Model performance: Pearson correlation score

Question

Model performance: Pearson correlation score

arodel21 opened this issue 8 months ago · 9 comments

Hello again

I hope you have all enjoyed the winter break.

I just wanted to ask advice on how to improve the model performance, specifically ChromBPNet's Pearson correlation score in peaks. The overall report shows that pearsonr score (0.197) is below the threshold (0.5) when a well-performing model should have higher values. Do you have any thoughts on what could potentially cause the PCS to diverge?

Thanks in advance.

Answer 1 · 2024-01-08T18:03:51.000Z

Can you share the html reports?

Answer 2 · 2024-01-09T13:35:35.000Z

Here it goes!

overall_report.pdf

Thank you!

Answer 3 · 2024-01-09T19:36:56.000Z

Hmm...something doesn't look right.

(1) Can you share a browser session with the observed bigwig and peaks?
(2) Can you share some stats about your input data - read depth, fraction of reads in peaks, if you have multiple replicates some concordance metrics etc maybe?
(3) What is the content in your peaks? Can you share a few rows in your peak file ?

Answer 4 · 2024-01-09T19:37:35.000Z

Also for completeness share the command you are using to train the models.

Answer 5 · 2024-01-10T12:54:48.000Z

Thanks for the reply.

Just to confirm and considering the parameters used in chrombpnet pipeline command, by bigwig do you refer to the bigwig of the ibam file?

After you confirm I will get you the stats.

I have been thinking that the correlation difference might be due to the background of the reads and the peaks.
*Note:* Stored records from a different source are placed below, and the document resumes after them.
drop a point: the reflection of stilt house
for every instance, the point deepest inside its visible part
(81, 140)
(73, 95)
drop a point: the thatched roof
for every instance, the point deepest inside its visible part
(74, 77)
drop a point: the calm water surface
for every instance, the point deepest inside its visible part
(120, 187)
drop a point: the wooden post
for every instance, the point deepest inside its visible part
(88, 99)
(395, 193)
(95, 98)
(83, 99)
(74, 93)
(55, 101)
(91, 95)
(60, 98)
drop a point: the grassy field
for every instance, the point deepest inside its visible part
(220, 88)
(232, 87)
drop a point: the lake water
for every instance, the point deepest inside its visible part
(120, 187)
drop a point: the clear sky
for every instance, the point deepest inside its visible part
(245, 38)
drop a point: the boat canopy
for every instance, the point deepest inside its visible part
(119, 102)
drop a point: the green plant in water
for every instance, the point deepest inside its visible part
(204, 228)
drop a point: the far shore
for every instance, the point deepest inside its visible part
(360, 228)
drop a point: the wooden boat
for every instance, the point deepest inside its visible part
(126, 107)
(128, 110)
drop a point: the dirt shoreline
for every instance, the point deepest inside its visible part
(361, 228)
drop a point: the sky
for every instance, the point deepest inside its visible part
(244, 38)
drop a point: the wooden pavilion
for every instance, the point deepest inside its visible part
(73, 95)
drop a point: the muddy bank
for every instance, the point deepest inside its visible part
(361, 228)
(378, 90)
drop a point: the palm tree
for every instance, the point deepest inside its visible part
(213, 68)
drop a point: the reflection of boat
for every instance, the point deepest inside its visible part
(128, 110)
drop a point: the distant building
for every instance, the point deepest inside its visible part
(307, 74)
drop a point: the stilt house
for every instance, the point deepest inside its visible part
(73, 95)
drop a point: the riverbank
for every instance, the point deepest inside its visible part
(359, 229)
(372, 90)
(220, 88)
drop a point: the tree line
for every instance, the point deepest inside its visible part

The peaks are genomic regions specific to a cell type, while the reads contain multiple cell types, including the one used for the peaks. Do you think this could influence the pearson correlation score at all?

Answer 6 · 2024-01-10T13:02:46.000Z

The commands I used are

For creating nonpeaks

bedtools slop -i $blacklist -g $chrom_sizes -b 1057 > temp.bed
bedtools intersect -v -a $peaks -b temp.bed  > peaks_no_blacklist.bed
chrombpnet prep nonpeaks -g $genome -p peaks_no_blacklist.bed -c  $chrom_sizes -fl $splits -br $blacklist -o output -il 2114

Where genome is GRCz11.fa.

For training the bias model:
chrombpnet bias pipeline -ibam $bam -d "ATAC" -g $genome -c $chrom_sizes -p peaks_no_blacklist.bed -n output_negatives.bed -fl $fold -b 0.5 -o bias_model/ -fp k562
For training ChromBPNet model:
chrombpnet pipeline -ibam $bam -d "ATAC" -g $genome -c $chrom_sizes -p peaks_no_blacklist.bed -n output_negatives.bed -fl $fold -b bias_model/models/k562_bias.h5 -o $output

Answer 7 · 2024-01-10T13:10:39.000Z

The peaks are zebrafish embryo enhancer genomic regions for a specific cell type and here are some of the peaks

chr1	5410234	5410901	.	.	.	.	.	.	333
chr1	7893549	7894421	.	.	.	.	.	.	436
chr1	59180459	59181068	.	.	.	.	.	.	304
chr2	40107174	40107673	.	.	.	.	.	.	249
chr4	129992	130402	.	.	.	.	.	.	205
chr4	5254977	5255424	.	.	.	.	.	.	223
chr4	8496741	8497364	.	.	.	.	.	.	311
chr7	29864191	29864685	.	.	.	.	.	.	247
chr7	43838799	43839225	.	.	.	.	.	.	213
chr8	30442994	30443692	.	.	.	.	.	.	349
chr8	38527582	38528079	.	.	.	.	.	.	248
chr9	29665717	29666279	.	.	.	.	.	.	281
chr9	42978827	42979288	.	.	.	.	.	.	230
chr14	33296076	33297494	.	.	.	.	.	.	709
chr15	2799590	2800235	.	.	.	.	.	.	322
chr15	9888201	9888589	.	.	.	.	.	.	194
chr15	31109078	31109710	.	.	.	.	.	.	316
chr19	18991133	18991665	.	.	.	.	.	.	266
chr23	23042932	23043267	.	.	.	.	.	.	167
chr25	2641708	2642175	.	.	.	.	.	.	233

Answer 8 · 2024-01-12T23:33:17.000Z

When you say The peaks are genomic regions specific to a cell type, while the reads contain multiple cell types - you are merging reads across multiple cell-types (which ones?) but the peaks themselves are specific to one celltype (again which one)?

What is the goal of your model?

Answer 9 · 2024-01-29T15:54:06.000Z

Closing this due to inactivity, feel free to open this if you continue to see issues.